Abstract: Realizing Technology’s Potential to Better Patient-Provider Communication, Mitigate Health Inequalities: The Imagination Challenge

◆ Matthew Matsaganis, Rutgers University
◆ Lisa Mikesell, Rutgers University
◆ Ryan White, Rutgers University
◆ Jose Bustillo, Robert Wood Johnson Barnabas Health
◆ Riva Touger-Decker, Rutgers University

Rationale: Researchers, healthcare professionals and organizations, as well as policymakers have shown sustained interest over the last two decades in the effects of information and communication technologies (ICTs) on healthcare and health inequalities more broadly, and on patient-healthcare provider communication more specifically. Various forms of technology (e.g., electronic health records, telehealth applications, wearable activity trackers, smartphone apps) are increasingly used by healthcare professionals and patients. The recent COVID-19 pandemic amplified interest in the adoption of ICTs and their impact in healthcare and on health disparities, as various forms of technology were employed to address pandemic-related challenges, such as the impact of public orders for physical distancing on healthcare seeking. The pandemic also strengthened concerns that ICTs can exacerbate health inequalities and generate new ones. Given the promises and perils of digital health tools, we examine:

RQ1: How are ICTs used currently by health professionals and patients in local, diverse communities?
RQ2: How do healthcare providers and patients envision using such technologies in the future?
RQ3: What are individual, organizational, and community-level factors that enable and constrain the use of health ICTs?
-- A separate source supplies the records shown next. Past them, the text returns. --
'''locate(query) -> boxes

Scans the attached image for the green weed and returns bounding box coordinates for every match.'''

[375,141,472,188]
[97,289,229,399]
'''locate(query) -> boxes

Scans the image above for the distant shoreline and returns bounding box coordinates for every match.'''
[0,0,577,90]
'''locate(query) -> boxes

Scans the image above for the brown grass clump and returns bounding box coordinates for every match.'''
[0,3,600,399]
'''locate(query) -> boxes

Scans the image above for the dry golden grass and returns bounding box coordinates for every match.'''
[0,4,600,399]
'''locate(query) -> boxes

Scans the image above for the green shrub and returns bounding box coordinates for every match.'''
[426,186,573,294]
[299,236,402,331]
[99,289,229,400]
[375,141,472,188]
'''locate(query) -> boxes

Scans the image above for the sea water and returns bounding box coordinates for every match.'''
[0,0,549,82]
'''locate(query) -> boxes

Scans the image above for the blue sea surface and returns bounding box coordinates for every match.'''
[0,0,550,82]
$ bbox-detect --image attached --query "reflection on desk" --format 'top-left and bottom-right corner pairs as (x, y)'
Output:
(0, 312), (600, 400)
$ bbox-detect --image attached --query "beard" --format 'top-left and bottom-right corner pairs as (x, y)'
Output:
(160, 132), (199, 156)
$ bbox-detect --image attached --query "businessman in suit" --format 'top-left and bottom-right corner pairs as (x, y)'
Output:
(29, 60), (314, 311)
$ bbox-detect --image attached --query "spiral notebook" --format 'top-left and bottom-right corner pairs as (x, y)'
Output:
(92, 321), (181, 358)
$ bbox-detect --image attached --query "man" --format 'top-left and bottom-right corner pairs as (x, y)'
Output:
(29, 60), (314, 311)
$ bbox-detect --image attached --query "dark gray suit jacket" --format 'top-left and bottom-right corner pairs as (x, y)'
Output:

Research Design: We investigate stakeholders’ perspectives on the use of health ICTs in healthcare settings through a mixed-methods research design. In this paper, we focus on findings from semistructured interviews with healthcare providers (n=20) and patients (n=20), recruited across four primary care clinical sites (including but not limited to university hospital-affiliated health centers and federally qualified health centers) serving diverse communities. Interviews were conducted in English and Spanish. Their duration of patient interviews ranged from 20-60 minutes, whereas those of providers ranged between 30-70 minutes. All interviews were transcribed, and Spanish-language interviews were translated prior to analysis. Data analysis was a multistage process informed by flexible coding procedures described by Deterding and Waters (2021), as an alternative to grounded theory.
Findings & Interpretation: Even among patients with considerable relevant experience, ICT use to pursue health-related goals and particularly to facilitate communication with healthcare providers was highly episodic. Several sociodemographic predictors that the ICT adoption literature suggests are typical emerged in our analysis (e.g., age, socio-economic position, formal education). Even among those most experienced, however, use of ICTs in healthcare was limited. Additionally, interviews with healthcare professionals highlighted that the rapid adoption of ICTs during the COVID-19 pandemic transformed patient-provider communication across clinical sites significantly, primarily through deployment of telemedicine/telehealth applications. However, this adoption was forced by the emergent nature of the crisis, and clinical sites did not have the time to develop necessary organizational complements (McAfee, 2006) to ensure maximum payoff. Our data suggest that one of the key challenges to realizing the potential of ICTs is to be found in the seeming inability of patients and healthcare professionals to imagine how ICTs could improve healthcare and patient-provider communication in the future.
Conclusion: We conclude by discussing implications of findings for theories of technology adoption, particularly in healthcare, and articulate goals for interventions promoting ICT adoption for improved patient-provider interactions.